Elaine Lawless will be the first to tell you that we are all storytellers.
Elaine Lawless
Lawless is a curator’s professor of English and women’s studies, director of MU’s Center for Arts and Humanities, and an award-winning author. Now she will head an international folklore organization that has been collecting the world’s stories for nearly 120 years.
Lawless was recently elected president of the American Folklore Society after serving as the editor of the organization’s Journal of American Folklore. The society has more than 2,000 members and includes educators, librarians and members of public folklore organizations.
As a folklorist, Lawless studies stories and tries to find patterns in a society’s “folk groups.” Lawless is also an accomplished ethnographer, doing field work and collecting stories at a women’s shelter for her 2001 book, “Women Escaping Violence.”

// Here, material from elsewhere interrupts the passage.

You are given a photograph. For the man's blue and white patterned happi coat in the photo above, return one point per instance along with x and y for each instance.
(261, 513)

Stories play an important part in every aspect of life, including on campus, Lawless said. For example, students gain much of their knowledge about traditions and social standards through stories told among their peers.
“It’s just as important, or even more important, than what they’re learning in the classrooms,” Lawless said.
Patricia Okker, chairwoman of the MU English department, said that with Lawless’ leadership at the folklore organization, the English department’s national profile will rise, be able to attract more graduate students and increase educational opportunities for students.
“There’s an incredible ripple effect that changes what happens in the classroom,” Okker said. “It is a huge accomplishment and something to celebrate.”
Lawless has also spurred the growth of humanities by urging collaboration among different academic departments at MU. She says she fights every day on behalf of the humanities on campus.
“I hear about life sciences all the time,” Lawless said. “I keep asking, ‘What about arts and humanities?’ You can’t pretend."